SYSTEM Cited by 1 source
Kafka Streams¶
Kafka Streams is a JVM client library for building stream-processing
applications on top of systems/kafka. Not a separate cluster: the
application is the stream processor, packaged as an ordinary JAR,
scaled by running more instances. The central abstraction is the
Topology — a DAG of source nodes (topics), processor nodes
(map / filter / aggregate / join / user Processor), state
stores, and sinks.
Topology, sub-topology, task (the structural vocabulary)¶
- Topology — the full DAG the application hands to
KafkaStreams. - Sub-topology — a connected
component of the topology under the graph of shared operators /
state stores. Kafka Streams derives sub-topologies implicitly
when the application is constructed. Two source nodes with no
shared operator or state between them form separate
sub-topologies — even when they live in the same
Topologyobject. - Task — the unit of parallelism: one task per sub-topology per
partition index. When two topics consumed in the same
sub-topology have matching partition counts, their partition
iis owned by the same task, giving cross-topic partition colocation.
Partition assignor¶
StreamsPartitionAssignor assigns tasks to application instances on
rebalance. Its co-partitioning check is per-sub-topology: topics
within the same sub-topology are validated for matching partition
counts and assigned together (same index → same task → same
instance). Cross-sub-topology assignments are independent — that
is the substrate rule behind the Expedia bug (see below).
State stores¶
Kafka Streams ships a managed storage abstraction — state stores — attached to processor nodes. They are:
- Local to the task that owns them (RocksDB-backed by default, or in-memory, or pluggable).

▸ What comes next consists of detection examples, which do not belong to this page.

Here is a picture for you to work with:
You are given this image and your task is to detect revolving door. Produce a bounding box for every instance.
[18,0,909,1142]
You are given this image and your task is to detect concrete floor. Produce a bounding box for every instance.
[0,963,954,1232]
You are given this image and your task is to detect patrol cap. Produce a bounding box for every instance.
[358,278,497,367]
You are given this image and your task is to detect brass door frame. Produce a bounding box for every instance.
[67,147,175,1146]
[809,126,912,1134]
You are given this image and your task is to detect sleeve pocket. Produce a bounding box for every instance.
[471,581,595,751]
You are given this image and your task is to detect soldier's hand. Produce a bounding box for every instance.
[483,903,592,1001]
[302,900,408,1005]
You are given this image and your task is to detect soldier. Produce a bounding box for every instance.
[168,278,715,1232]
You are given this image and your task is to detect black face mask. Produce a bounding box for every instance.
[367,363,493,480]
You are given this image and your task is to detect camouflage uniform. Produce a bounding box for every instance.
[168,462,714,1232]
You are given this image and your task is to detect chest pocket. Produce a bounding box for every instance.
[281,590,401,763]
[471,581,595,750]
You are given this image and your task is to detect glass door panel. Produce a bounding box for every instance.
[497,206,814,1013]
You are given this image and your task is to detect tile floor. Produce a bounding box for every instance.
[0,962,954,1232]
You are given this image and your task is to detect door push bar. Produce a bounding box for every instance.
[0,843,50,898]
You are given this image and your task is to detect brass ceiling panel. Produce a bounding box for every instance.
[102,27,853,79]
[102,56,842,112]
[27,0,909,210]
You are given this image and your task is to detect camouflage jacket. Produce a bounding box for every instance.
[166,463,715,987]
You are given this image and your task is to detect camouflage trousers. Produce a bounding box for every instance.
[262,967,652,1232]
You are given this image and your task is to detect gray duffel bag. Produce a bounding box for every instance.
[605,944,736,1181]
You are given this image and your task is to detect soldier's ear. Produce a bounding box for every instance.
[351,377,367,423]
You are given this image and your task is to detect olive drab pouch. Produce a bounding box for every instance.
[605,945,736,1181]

- Fault-tolerant via a changelog topic (every write mirrored).
- Restorable on task failover (replay the changelog into a new task's local store).
State stores serve two roles, the second of which is the Expedia post's contribution:
- Storage — hold aggregate state, join buffers, session state.
- Topology-shape structural role — attaching the same state store to two otherwise-disjoint processing branches forces Kafka Streams to merge them into a single sub-topology, which restores cross-topic partition colocation. See patterns/shared-state-store-as-topology-unifier.
Partition colocation — the Expedia case¶
Expedia consumed from two topics (same partition count, similar keys) and relied on a local Guava cache to deduplicate expensive external-API calls across both streams. In production, identical keys landed on different application instances — because the two topics had been wired as independent sub-topologies (no shared state / operator) and Kafka Streams never tried to colocate their partitions. Fix: replace the Guava cache with a Kafka Streams state store attached to both branches, forcing sub-topology unification and restoring colocation. Source: sources/2025-11-11-expedia-kafka-streams-sub-topology-partition-colocation.
When cross-topic colocation is actually guaranteed by default¶
- Explicit joins:
KStream.join(KStream),KStream.join(KTable), etc. perform a co-partitioning check inside the assignor (matching partition counts required, same sub-topology by construction) — you don't need the state-store trick. The Expedia post is careful to distinguish its use case from this one: "this was not a join use case". - Repartition before merge: inserting
through()/repartition()also lands both sides in a shared sub-topology by construction. - All other cross-topic coordination (cache-sharing, cross-topic stats, dedup) is on the developer to structure deliberately.
Seen in¶
- sources/2025-11-11-expedia-kafka-streams-sub-topology-partition-colocation — Expedia production debugging of implicit-two-sub-topology bug; shared state store used purely for topology-shape unification; formulates the rule: "Kafka Streams only guarantees partition colocation across topics if those topics are consumed within the same sub-topology and have the same number of partitions."